As inaugural and current chairman of the Stephen Hawking Foundation, I got to know Stephen on a personal level. It is a privilege that is not easily described, and in the very short time since he passed away from this life, I have found it almost impossible to answer the question, “What was Stephen like?” It is, of course, an entirely fair question, and I think that the quote that his family released yesterday is probably as good of a short answer to the question as we will ever get:
“He was a great scientist and an extraordinary man whose work and legacy will live on for many years,” his children Lucy, Robert and Tim said in a statement. “His courage and persistence with his brilliance and humor inspired people across the world.
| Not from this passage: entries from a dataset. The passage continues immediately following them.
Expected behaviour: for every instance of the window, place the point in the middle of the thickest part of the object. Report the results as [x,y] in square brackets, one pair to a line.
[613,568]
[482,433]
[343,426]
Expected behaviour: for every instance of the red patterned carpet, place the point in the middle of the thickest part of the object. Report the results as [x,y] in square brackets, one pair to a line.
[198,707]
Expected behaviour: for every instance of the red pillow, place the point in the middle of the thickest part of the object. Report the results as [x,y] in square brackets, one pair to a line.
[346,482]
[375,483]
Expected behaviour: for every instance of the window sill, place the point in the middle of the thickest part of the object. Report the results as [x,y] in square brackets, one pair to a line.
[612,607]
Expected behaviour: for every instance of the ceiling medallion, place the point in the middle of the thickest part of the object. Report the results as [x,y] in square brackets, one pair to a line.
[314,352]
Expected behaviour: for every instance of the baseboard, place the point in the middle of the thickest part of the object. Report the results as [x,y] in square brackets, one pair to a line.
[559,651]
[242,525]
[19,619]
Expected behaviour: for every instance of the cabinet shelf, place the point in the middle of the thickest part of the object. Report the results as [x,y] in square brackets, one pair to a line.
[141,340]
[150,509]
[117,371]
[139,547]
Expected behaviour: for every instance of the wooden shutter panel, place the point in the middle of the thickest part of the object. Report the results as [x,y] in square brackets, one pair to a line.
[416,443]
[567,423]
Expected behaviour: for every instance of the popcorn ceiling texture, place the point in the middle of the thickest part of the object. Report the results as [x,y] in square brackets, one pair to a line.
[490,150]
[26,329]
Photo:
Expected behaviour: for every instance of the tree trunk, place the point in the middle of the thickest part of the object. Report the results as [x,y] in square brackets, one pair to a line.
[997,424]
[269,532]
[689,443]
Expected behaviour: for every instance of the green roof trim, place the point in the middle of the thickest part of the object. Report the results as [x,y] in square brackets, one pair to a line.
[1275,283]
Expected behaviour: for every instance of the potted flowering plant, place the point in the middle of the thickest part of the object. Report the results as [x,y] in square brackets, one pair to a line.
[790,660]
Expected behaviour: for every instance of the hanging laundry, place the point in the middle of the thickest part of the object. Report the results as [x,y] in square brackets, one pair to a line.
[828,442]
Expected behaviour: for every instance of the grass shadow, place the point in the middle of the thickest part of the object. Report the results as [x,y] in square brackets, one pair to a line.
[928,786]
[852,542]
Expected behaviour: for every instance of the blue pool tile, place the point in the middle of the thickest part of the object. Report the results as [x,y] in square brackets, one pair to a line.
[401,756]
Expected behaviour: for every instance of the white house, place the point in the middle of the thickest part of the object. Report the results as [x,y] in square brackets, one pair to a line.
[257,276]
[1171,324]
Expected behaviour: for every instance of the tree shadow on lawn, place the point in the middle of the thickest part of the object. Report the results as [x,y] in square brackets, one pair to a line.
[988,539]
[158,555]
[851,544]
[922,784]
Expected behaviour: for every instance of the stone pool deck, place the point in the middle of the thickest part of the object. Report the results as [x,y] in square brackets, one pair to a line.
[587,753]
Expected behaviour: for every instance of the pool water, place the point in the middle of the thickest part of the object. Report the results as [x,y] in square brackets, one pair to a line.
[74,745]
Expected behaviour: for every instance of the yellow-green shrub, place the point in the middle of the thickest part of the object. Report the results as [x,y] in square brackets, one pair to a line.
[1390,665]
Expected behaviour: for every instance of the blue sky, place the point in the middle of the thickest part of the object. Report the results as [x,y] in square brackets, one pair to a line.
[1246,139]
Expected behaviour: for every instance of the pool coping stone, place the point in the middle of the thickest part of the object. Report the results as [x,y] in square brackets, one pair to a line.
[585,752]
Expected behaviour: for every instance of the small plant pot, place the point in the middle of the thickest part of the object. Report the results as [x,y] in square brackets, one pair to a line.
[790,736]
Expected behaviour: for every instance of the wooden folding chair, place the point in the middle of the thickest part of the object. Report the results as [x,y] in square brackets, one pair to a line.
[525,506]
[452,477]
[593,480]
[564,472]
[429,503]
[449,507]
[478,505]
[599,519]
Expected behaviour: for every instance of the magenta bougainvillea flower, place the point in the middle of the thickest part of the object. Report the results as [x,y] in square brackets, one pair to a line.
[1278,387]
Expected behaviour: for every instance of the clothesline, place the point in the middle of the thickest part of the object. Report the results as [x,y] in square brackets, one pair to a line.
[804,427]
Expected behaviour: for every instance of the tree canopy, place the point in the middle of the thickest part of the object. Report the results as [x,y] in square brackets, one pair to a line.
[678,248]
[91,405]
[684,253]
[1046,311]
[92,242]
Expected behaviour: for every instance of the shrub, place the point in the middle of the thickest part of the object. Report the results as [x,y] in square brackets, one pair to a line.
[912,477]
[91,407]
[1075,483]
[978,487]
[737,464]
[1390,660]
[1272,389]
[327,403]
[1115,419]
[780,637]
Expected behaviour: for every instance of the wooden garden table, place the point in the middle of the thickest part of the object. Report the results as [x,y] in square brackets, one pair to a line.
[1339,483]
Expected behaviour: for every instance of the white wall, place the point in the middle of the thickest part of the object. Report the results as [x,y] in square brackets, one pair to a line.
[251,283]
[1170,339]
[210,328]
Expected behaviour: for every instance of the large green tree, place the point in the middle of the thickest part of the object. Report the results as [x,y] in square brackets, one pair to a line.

He once said, ‘It would not be much of a universe if it wasn’t home to the people you love.’ We will miss him forever.”
His family’s reference to Stephen’s point about love fills me still with the belief that Professor Hawking perhaps saw the same external force that transcends us all and makes of even the greatest of us merely “relative” singularities.
My personal favorite of all Stephen Hawking quotes is perhaps the best way to conclude this short tribute to a very great scientist and human being:
“Remember to look up at the stars and not down at your feet. Try to make sense of what you see and wonder about what makes the universe exist. Be curious. And however difficult life may seem, there is always something you can do and succeed at. It matters that you don’t just give up.”
Ilyas Khan, a Catholic convert from Islam, is the chairman of the Stephen Hawking Foundation.